Given a sequence of functionals $(\omega_n)_{n \in \mathcal{N}}$ on a Von Neumann algebra $\mathcal{W}$ converging to $\omega$, I have the following doubts:
- Is it true that $\omega_n$ is pure $\forall n \in \mathcal{N} \iff \omega$ is pure?
- Given G group, is it true that $\omega_n$ is G-invariant $\forall n \in \mathcal{N} \iff \omega$ is G-invariant?
The leftward directions of both questions are easily seen to be false, regardless of topology. For example, set $\mathcal{W} = \mathbb{M}_2$. Then the states represented by density matrices $\begin{pmatrix} 1-\frac{1}{n} & 0\\ 0 & \frac{1}{n}\end{pmatrix}$ are not pure, but they converge in norm to the pure state represented by $\begin{pmatrix} 1 & 0\\ 0 & 0\end{pmatrix}$. Similarly, $G = \mathbb{Z}/2\mathbb{Z}$ acts on $\mathbb{M}_2$ by sending the generator to the automorphism given by conjugation by $\begin{pmatrix} 0 & 1\\ 1 & 0\end{pmatrix}$. Then the states represented by $\begin{pmatrix} \frac{1}{2}-\frac{1}{n} & 0\\ 0 & \frac{1}{2}+\frac{1}{n}\end{pmatrix}$ are not $G$-invariant, but they converge in norm to the state represented by $\begin{pmatrix} \frac{1}{2} & 0\\ 0 & \frac{1}{2}\end{pmatrix}$, which is $G$-invariant.
The forward direction of the second question is true, regardless of topology. This is because $\omega \mapsto \omega(g^{-1}x) - \omega(x) \in \mathbb{C}$ is continuous in the weak$^\ast$ topology (and therefore also norm topology), so the collection of functionals such that $\omega(g^{-1}x) = \omega(x)$ for each fixed $g \in G$ and $x \in \mathcal{W}$ is closed. Since $\omega$ being $G$-invariant simply means the above holds for all $g$ and $x$, the collection of $G$-invariant functionals is an intersection of closed sets, whence closed itself.
I don’t know the full answer to the forward direction of the first question, but here are some partial answers and thoughts: the claim is true, regardless of topology, if $\mathcal{W}$ is finite-dimensional, since then pure states are simply vector spaces on a finite-dimensional Hilbert space, so the space of pure states is compact. It is also true, regardless of topology, if $\mathcal{W}$ is abelian, since then pure states are multiplicative states and the space of pure states is the Gelfand spectrum of $\mathcal{W}$, which is weak$^\ast$ compact (and therefore also norm closed).
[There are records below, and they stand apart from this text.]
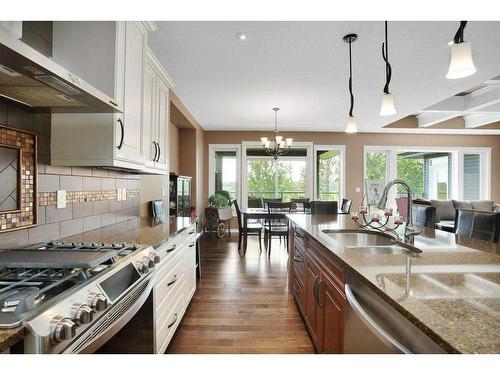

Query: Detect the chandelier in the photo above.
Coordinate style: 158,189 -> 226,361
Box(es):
260,107 -> 293,160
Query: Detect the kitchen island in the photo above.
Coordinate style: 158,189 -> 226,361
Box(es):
287,214 -> 500,354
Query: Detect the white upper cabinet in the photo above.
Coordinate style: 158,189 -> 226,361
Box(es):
142,48 -> 173,173
51,21 -> 173,174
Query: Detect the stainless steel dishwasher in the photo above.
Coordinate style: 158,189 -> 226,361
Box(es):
343,272 -> 446,354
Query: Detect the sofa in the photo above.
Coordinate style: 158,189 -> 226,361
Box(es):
413,199 -> 496,233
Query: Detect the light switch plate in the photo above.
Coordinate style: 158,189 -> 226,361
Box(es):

In case $\mathcal{W}$ is neither abelian nor finite-dimensional, the following is “sort of” a counterexample for the statement with the weak$^\ast$ topology. Let $\mathcal{W} = B(\ell^2)$. Recall that a pure state on $B(\ell^2)$ must be either a vector state or evaluates to zero on compact operators $K(\ell^2)$. Let $\omega_n$ be the vector states associated to the unit vector $\frac{1}{\sqrt{2}}(e_1 + e_n)$ and let $\omega$ be a weak$^\ast$ cluster point of $\omega_n$. Then one easily observes that $\omega$ restricts to the functional $\frac{1}{2} e_1 \otimes e_1$ on $K(\ell^2)$, which is not a vector state, nor zero, whence $\omega$ cannot be pure.
This is only “sort of” a counterexample because $\omega$ is only a weak$^\ast$ cluster point, and therefore an ultralimit of the sequence $(\omega_n)$. I’m not sure this issue can be resolved (or that it should), since the space of states under weak$^\ast$ topology is not first-countable for infinite-dimensional vNa’s, so the topology is not really captured by limits of sequences.
I don’t know about the case for norm topology, but there’s probably not many nontrivial limits of sequences of pure states in the norm topology to begin with, so I wouldn’t be surprised if the answer is true in that case.